I was attempting to setup an haproxy reverse proxy to an s3 static site fronted by Cloudfront, something like this
Haproxy reverse proxy => Cloudfront distribution w/ redirect HTTP to HTTPS => S3 Static Site
However with this backend config
backend broken_backend mode http http-request set-header Host my_cloudfront_domain.com server broken_backend my_cloudfront_domain.com
I was getting cryptic
400 unable to handle request errors.
The solution ended up being all in my haproxy config. After a some google searching I learned that using HTTPS backends in haproxy required some extra config (and haproxy 1.5 or newer). One solution is to not check the validity of a servers certificate. You should only do if you trust the server, in my case I do. The config looks something like this:
backend still_broken_backend mode http http-request set-header Host my_cloudfront_domain.com server still_broken_backend my_cloudfront_domain.com:443 ssl verify none
However then I started to get 503’s, which turned out to be a little more nuanced. The solution was to send a Server Name Identification (SNI). Without it Cloudfront doesn’t which name you’re trying to connect to, and as a result which SSL certificate to use. Cloudfront handles this problem just close the connection, causing haproxy to throw a 503.

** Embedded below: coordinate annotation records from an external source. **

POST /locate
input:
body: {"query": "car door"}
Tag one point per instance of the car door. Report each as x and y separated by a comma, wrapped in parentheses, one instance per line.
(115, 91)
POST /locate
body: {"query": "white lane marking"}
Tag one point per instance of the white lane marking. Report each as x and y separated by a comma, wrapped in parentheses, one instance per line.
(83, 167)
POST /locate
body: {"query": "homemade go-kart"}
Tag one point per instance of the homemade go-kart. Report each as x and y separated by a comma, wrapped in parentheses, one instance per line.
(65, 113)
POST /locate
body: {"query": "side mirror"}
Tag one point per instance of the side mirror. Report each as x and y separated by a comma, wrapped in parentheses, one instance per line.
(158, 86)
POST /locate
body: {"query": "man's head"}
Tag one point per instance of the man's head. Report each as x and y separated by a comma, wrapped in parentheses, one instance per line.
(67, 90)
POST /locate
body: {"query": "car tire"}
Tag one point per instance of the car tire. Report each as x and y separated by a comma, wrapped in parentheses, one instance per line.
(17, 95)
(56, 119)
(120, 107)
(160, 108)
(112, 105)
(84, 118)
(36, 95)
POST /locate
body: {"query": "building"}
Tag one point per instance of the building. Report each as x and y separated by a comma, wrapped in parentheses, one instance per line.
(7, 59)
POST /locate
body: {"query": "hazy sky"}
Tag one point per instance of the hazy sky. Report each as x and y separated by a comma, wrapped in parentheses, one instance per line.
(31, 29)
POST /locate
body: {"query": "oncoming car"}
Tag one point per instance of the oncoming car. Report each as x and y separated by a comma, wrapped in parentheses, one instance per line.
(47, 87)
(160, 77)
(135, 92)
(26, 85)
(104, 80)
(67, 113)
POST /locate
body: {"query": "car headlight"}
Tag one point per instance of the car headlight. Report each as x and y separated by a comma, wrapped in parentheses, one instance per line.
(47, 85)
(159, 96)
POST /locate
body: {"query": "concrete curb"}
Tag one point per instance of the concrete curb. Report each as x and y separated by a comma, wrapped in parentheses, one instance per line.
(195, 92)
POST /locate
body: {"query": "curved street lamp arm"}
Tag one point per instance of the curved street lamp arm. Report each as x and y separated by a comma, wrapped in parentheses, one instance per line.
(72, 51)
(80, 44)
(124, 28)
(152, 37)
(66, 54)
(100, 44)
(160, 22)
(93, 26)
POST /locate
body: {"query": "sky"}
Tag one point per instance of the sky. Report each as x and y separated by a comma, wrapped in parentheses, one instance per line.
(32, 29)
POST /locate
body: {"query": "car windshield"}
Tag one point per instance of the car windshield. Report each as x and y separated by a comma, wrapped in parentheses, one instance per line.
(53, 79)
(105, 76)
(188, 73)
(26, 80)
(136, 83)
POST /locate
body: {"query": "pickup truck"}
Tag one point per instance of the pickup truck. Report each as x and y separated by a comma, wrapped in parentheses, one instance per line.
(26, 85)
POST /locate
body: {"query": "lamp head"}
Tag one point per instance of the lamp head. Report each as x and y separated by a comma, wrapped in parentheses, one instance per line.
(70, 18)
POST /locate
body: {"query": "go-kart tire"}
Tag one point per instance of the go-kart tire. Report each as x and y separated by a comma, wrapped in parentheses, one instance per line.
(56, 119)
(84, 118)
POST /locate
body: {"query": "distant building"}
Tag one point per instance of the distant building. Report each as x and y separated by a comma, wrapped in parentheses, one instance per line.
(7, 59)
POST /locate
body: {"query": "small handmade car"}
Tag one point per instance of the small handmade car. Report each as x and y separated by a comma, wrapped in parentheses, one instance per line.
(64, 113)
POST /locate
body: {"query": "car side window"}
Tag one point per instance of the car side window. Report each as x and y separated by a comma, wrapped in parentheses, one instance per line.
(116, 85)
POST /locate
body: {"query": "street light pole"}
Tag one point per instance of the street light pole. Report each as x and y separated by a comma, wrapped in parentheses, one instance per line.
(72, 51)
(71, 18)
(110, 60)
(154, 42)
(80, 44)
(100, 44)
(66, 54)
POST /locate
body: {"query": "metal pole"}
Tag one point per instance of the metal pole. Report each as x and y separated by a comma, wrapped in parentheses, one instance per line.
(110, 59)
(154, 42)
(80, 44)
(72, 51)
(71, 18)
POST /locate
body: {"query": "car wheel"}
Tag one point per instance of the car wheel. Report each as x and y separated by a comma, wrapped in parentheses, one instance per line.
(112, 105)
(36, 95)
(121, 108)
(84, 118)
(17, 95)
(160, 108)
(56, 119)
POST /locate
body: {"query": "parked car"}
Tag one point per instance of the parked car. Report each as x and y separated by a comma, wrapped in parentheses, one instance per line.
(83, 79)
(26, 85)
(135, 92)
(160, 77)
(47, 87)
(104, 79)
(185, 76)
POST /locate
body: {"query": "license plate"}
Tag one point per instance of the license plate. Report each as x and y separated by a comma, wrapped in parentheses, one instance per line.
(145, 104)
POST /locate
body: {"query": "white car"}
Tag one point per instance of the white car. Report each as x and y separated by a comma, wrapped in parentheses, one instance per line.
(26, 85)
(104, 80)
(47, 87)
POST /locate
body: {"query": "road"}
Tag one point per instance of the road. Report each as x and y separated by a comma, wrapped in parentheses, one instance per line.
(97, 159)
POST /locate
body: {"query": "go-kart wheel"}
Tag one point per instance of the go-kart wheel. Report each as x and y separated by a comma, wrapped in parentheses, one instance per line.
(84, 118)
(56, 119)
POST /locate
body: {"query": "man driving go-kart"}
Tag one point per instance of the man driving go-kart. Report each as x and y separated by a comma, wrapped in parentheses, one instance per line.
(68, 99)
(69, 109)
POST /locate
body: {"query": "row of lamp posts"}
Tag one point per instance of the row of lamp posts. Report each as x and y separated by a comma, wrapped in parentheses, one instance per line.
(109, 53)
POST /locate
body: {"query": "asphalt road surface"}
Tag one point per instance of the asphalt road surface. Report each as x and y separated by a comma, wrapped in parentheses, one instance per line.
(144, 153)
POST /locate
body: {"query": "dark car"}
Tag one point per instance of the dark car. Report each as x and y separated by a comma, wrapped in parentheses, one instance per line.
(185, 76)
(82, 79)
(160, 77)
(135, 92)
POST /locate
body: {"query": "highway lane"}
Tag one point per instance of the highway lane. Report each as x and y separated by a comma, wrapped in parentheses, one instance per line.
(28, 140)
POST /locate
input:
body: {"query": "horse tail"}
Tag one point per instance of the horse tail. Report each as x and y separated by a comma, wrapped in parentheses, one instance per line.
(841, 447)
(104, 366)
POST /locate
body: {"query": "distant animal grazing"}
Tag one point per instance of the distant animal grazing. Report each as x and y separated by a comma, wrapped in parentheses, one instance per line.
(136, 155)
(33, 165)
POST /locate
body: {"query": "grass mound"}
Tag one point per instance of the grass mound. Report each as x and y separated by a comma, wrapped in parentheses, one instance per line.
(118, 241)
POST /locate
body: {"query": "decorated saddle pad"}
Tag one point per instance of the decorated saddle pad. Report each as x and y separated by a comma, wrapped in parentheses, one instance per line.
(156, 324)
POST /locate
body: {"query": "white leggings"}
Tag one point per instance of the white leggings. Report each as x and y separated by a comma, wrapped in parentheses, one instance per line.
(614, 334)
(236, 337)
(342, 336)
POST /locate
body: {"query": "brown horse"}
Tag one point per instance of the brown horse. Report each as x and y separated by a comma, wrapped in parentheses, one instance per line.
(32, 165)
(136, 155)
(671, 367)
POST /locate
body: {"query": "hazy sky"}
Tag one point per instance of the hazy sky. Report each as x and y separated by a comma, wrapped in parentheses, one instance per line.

Everything together looks like this:
backend working_backend mode http http-request set-header Host my_cloudfront_domain.com server working_backend my_cloudfront_domain.com:443 ssl verify none sni str(my_cloudfront_domain.com)
I wish this section in the docs would have shown up earlier in my research, the phrase “SNI” ended up being the key to unraveling all this.. Maybe this article will help google’s magic algorithm connect the dots a little better.